Optimizing quadratic form with respect to inner positive definite matrix with a trace constraint Let $\{z_i\}_{i=1}^n$ and $\{w_i\}_{i=1}^n$ be two collections of vectors in $\mathbb R^p$. Let $A$ be a real positive definite $p\times p$ matrix, with Cholesky factorization $LL^T$, where $L$ is also $p\times p$.
I want to solve the following optimization:
$$\min_L  F(L) \rightarrow \min_L \sum_{i=1}^p z^T_i LL^T z_i - w^T_i LL^T w_i$$
subject to the constraint
$$\text{tr}(LL^T) = 1.$$
My approach: Lagrange multipliers. I thought that $\frac{d}{dL} \left(zLL^Tz - wLL^Tw\right) = 2(zz^T-ww^T)L$, and $\frac{d}{dL}\text{Tr}(LL^T) = 2L$, but this doesn't seem to lead to a solution.
Edited: Rewrote problem to include a positive semi-definite constraint, via the Cholesky factorization.
 A: Rather than solve for the Cholesky factor directly, find a solution in terms of a less structured matrix, $M$. Let a colon denote the matrix inner product, i.e.
$$\eqalign{
A:B &= {\rm Tr}(AB^T) \cr
M:M &= {\rm Tr}(MM^T) &= \frac{1}{\mu^2} \cr
}$$
Also, for typing convenience let 
$$\eqalign{
 A &= \frac{MM^T}{M:M},\quad\;
 Y &= Y^T = \sum_kz_kz_k^T - w_kw_k^T \cr
}$$
Calculate the gradient of $F$.
$$\eqalign{
 F &= Y:A \cr
dF &= Y:dA \cr 
  &= Y:\Bigg(\frac{dM\,M^T+M\,dM^T}{M:M} - \frac{MM^T\big(dM:M+M:dM\big)}{(M:M)^2}\Bigg) \cr
 &= 2\mu^2\Big(YM-FM\Big):dM \cr
\frac{\partial F}{\partial M}
 &= 2\mu^2\big(YM-FM\big) \cr
}$$
Set the gradient to zero and solve for $M$.
$$\eqalign{
 &YM = F M \cr
}$$
Thus it appears that the columns of $M$ are equal to 
the eigenvector $\{v_k\}$ of $Y$ associated with its minimum eigenvalue $\{\lambda_k\}$, i.e.
$$k = \arg\min_j \lambda_j,\quad F = \lambda_k,\quad 
M = (\,v_k\;v_k\;v_k\;\ldots\,) \,=\, v_k{\large\tt 1}^T
$$
Given the solution in terms of $M$, recover a solution in terms of $L$.
$$\eqalign{
L &= {\rm cholesky}\bigg(\frac{MM^T}{M:M}\bigg) \cr
A &= LL^T = \frac{MM^T}{M:M},\quad\quad 
{\rm Tr}(LL^T) = \frac{M:M}{M:M} = 1 \cr
}$$
A: Define the $p\times n$ matrices $Z=[z_1,\dots,z_n]$ and $W=[w_1,\dots,w_n]$ (such that given vectors are respectively their columns).

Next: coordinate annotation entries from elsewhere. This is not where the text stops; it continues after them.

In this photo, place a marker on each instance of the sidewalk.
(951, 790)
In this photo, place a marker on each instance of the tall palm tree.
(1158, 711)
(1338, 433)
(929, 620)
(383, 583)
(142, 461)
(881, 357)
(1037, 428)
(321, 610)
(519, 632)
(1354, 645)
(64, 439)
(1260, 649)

Convince yourself that you can rewrite your optimization problem as
\begin{align}
\min_{A} &<A,ZZ^T-WW^T> \\ &A\geq 0 ~,~<A,I> = 1
\end{align}
where $A\geq 0$ implies $A$ should be positive-semi-definite. Also, for any two symmetric matrices $A,B$, we define $<A,B> = \mathrm{trace}(AB)$. We can define the eigen-decomposition
\begin{align}
A = \sum_{i=1}^{p}\lambda_iu_iu_i^T 
\end{align}
where $u_i$ are the eigen vectors and $\lambda_i$ are the eigen values (of unit-norm). Let $B=ZZ^T-WW^T$. Convince yourselves that your optimization problem of finding $A$ is same as finding pairs $(\lambda_i,u_i)$ in the optimization problem
\begin{align}
\min_{\lambda_i,u_i}&\sum_{i=1}^{p}\lambda_iu_i^TBu_i
\\& \lambda_i\geq 0~,~\forall i
\\& \sum_{i=1}^{p}\lambda_i = 1
\end{align}
From rayleigh-ritz ratio, it follows that for any unit-norm $u_i$, we have that
\begin{align}
u_i^TBu_i\geq \lambda_{min}(B)
\end{align}
and equality is achieved when $u_i$ is the eigen-vector corresponding to $\lambda_{min}(B)$. Thus, it follows that 
\begin{align}A = uu^T
\end{align} where $u$ is the eigen-vector corresponding to smallest eigenvalue of $B$.